Phone Systems • May 16, 2026 • 8 min read

Hosted PBX vs Cloud PBX vs Virtual PBX: Plain-English Guide

Hosted PBX, cloud PBX, and virtual PBX explained in plain English, including differences, best use cases, and when to choose each business phone system.

Read this CallOrbit guide for practical detail on phone systems workflows, buying decisions, and implementation choices.

Teams usually land on this page when they need fast answers, implementation context, and a clear path from research into a live telecom setup without stitching together multiple vendors.

  • What is the difference between hosted PBX and cloud PBX?
  • What is a virtual PBX?
  • Which PBX is best for small business?

Questions covered in this guide

  • What is the difference between hosted PBX and cloud PBX?
  • What is a virtual PBX?
  • Which PBX is best for small business?

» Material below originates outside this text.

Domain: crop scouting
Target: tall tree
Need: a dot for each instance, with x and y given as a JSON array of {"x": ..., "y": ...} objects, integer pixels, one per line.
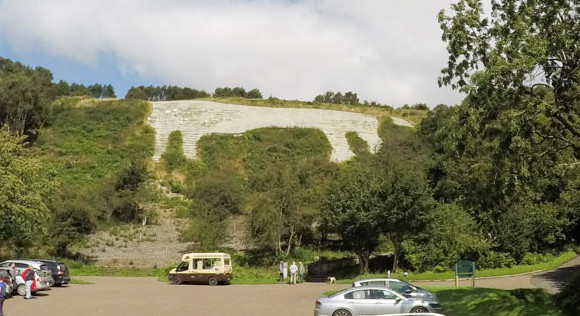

Short answer: hosted PBX, cloud PBX, and virtual PBX are often used interchangeably. All describe a phone system delivered over the internet instead of an on-premise PBX. The differences usually come down to depth: virtual PBX is simpler, hosted PBX replaces traditional PBX hardware, and cloud PBX often includes modern app, routing, and analytics features.

What Is a PBX?

PBX stands for private branch exchange. It is the system that connects business calls to extensions, departments, voicemail, menus, and outside phone networks. Traditional PBX systems lived in a server room. Modern PBX systems live in the cloud.

What Is Hosted PBX?

A hosted PBX is a business phone system hosted by a provider. Your business does not maintain PBX hardware. The provider handles infrastructure, software updates, and call routing. Users connect through desk phones, softphones, or browser phones.

What Is Cloud PBX?

Cloud PBX is a hosted phone system built for cloud-first work. It usually includes web administration, remote users, number management, queues, voicemail, call recordings, analytics, and integrations.

What Is Virtual PBX?

A virtual PBX is usually a lightweight phone system that forwards calls from a main business number to users or departments. It may include greetings, extensions, voicemail, and basic routing, but it may not include deeper call center software features.

Comparison Table

OptionBest forTypical features
Virtual PBXVery small teamsForwarding, greetings, voicemail, extensions
Hosted PBXTeams replacing hardware PBXExtensions, transfers, desk phones, softphones, admin controls
Cloud PBXModern remote or hybrid teamsBrowser phone, routing, analytics, recordings, integrations

When to Choose Each One

  • Choose virtual PBX when you mainly need call forwarding and a professional greeting.
  • Choose hosted PBX when you want to replace office phone hardware but keep PBX-style workflows.
  • Choose cloud PBX when your team needs remote access, analytics, SMS, browser calling, and room to grow.

Where Call Center Software Fits

Cloud PBX handles business phone system needs. Call center software goes further by adding queue performance, agent status, supervisor monitoring, disposition tracking, call outcomes, and customer conversation history.

If your team handles customer support, sales calls, bookings, renewals, or high call volume, choose a platform that can operate as both a cloud PBX and a contact center.

FAQ

Is cloud PBX the same as hosted PBX?

Often, yes. Many providers use the terms interchangeably. Cloud PBX usually implies a more modern web-based experience with browser calling, analytics, and integrations.

Is virtual PBX enough for a growing team?

It can work at first, but growing teams usually outgrow simple forwarding and need queues, recordings, reporting, and role-based workflows.

Do cloud PBX systems need desk phones?

No. Cloud PBX systems can work with desk phones, softphones, and browser phones.